Since I wrote on Monday why I think big, polluting jetliners are actually a good thing, I thought it might be nice to balance it out with a word on staycations.

For those of you that might not be privy, a staycation is exactly the same as a vacation except for one major aspect – you don’t go anywhere.  At least, you don’t go very far.

I’m a huge fan of staycations and take advantage of them on a regular basis. They’re a great way to get away without the hassle and expense of actually getting away, never mind the ecological benefits of a vacation close to home.

However, the staycation is a bit of an enigma.  When I tell people how much I like them, I usually get an eye roll followed by something like “Why would you use your time off to sit at home?”

This is how most people look at the staycation, so it continues to lack the respect it deserves.

Enjoying a a truly gratifying staycation is an art form.  It takes practice and, believe it or not, an adventurous spirit.  When done right, it can be a really lively and refreshing experience.

Let’s take a look at some of the ways you can experience a truly awesome vacation in your own backyard.

Be a tourist

When people from out of town come to explore your city, what do they do?  Where do they go?  Do those things and go to those places!

When you’re living your every day life, you probably overlook a lot of the things that people find really fascinating about your home.  A staycation is a great way to reconnect with your city or rediscover the things that drew you to where you are in the first place.

When I staycation here in Portland, I might go to the zoo, have a picnic at the rose garden, or go for a hike in our famous Forest Park. These are things I vividly remember  falling in love with when I moved here, but rarely take advantage of anymore now that I’m settled.

What is your place known for?  How can you reconnect with it?

Find a new hole-in-the-wall

Life at home can really become routine with your day to day responsibilities. Does your typical day looks something like this?

  • Wake up and go to work
  • Eat the same lunch you did yesterday
  • Go home and eat the same dinner you do every night
  • Distract yourself with the same thing you do all the time
  • Go to bed, wake up, repeat

If it does, take the time during your staycation to slow down and open your eyes to the places you pass by every day, but never notice.  When you’ve got a routine down, every day becomes getting from Point A to Point B with fewer and fewer interruptions.
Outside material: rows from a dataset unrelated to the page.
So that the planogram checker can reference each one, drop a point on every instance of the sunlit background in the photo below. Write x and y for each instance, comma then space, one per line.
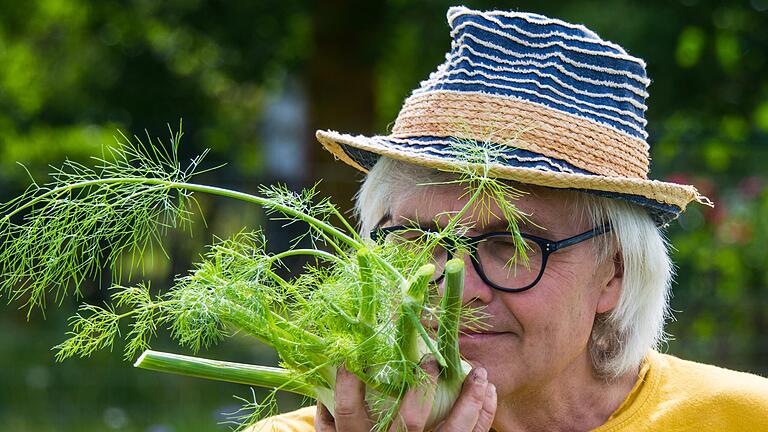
252, 80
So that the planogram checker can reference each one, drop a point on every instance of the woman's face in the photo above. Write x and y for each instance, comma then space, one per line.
537, 335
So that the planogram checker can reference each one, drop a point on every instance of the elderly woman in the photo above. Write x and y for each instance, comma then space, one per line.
572, 337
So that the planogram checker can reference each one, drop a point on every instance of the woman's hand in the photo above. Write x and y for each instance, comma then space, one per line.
473, 411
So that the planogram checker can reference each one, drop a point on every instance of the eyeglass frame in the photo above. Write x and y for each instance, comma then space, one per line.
548, 247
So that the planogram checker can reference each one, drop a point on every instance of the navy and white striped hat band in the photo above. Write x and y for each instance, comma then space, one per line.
566, 106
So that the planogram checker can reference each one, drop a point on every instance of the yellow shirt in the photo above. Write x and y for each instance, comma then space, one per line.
671, 395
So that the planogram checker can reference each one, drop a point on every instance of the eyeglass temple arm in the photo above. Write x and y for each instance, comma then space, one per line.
570, 241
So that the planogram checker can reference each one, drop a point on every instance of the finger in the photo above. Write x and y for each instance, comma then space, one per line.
350, 412
417, 403
466, 411
323, 419
488, 411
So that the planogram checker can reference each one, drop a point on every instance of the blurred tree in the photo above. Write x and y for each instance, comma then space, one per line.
76, 70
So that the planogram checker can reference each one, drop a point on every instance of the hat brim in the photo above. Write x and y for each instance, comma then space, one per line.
664, 201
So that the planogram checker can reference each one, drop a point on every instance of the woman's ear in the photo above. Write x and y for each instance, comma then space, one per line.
611, 285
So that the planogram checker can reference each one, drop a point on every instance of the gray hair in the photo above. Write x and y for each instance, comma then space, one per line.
620, 338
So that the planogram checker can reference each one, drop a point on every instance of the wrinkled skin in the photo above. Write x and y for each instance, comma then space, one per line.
539, 374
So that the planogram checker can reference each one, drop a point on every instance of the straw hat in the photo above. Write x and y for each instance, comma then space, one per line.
559, 106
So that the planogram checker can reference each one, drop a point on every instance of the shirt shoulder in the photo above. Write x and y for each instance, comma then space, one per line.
681, 395
301, 420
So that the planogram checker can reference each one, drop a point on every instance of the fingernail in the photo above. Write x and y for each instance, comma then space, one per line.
481, 375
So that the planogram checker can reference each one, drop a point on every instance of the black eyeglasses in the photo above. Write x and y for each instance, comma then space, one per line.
495, 255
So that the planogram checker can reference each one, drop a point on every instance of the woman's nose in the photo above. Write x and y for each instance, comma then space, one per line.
475, 289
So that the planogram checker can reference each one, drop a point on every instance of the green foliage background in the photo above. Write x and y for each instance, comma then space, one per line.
74, 71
This kind of efficiency can be great for productivity, but you’re likely missing out on some great stuff that is right in front of your face.  Spend a day biking or even walking your commute to work or other places you commonly go.

The slower pace is like turning up the resolution of life. There are likely all kinds of shops, restaurants, and cafes that you pass by all the time and today is the day to discover them.  Take it slow and enjoy.

Is there some interesting place you pass by all the time, but you’ve never been inside?

Reconnect with friends and make new ones

Life is all about relationships and a staycation is the perfect time to nurture them.  Just like all the things at home you miss during your day at work, there are people you probably miss, too.

Take a second to give them a call and let them know you’ve got some free time coming up and would like to spend it with them.  You’ll probably have to work around their busy schedule since they’re still working, but that’s OK since you’ve got your free time during the day to take care of other business.

Also, don’t pass up an opportunity to strike up a conversation with some new faces at your new favorite hole-in-the-wall. You never know who you could meet.

Quick.  Who’s just a hop, skip, or jump away that you’ve lost connection with?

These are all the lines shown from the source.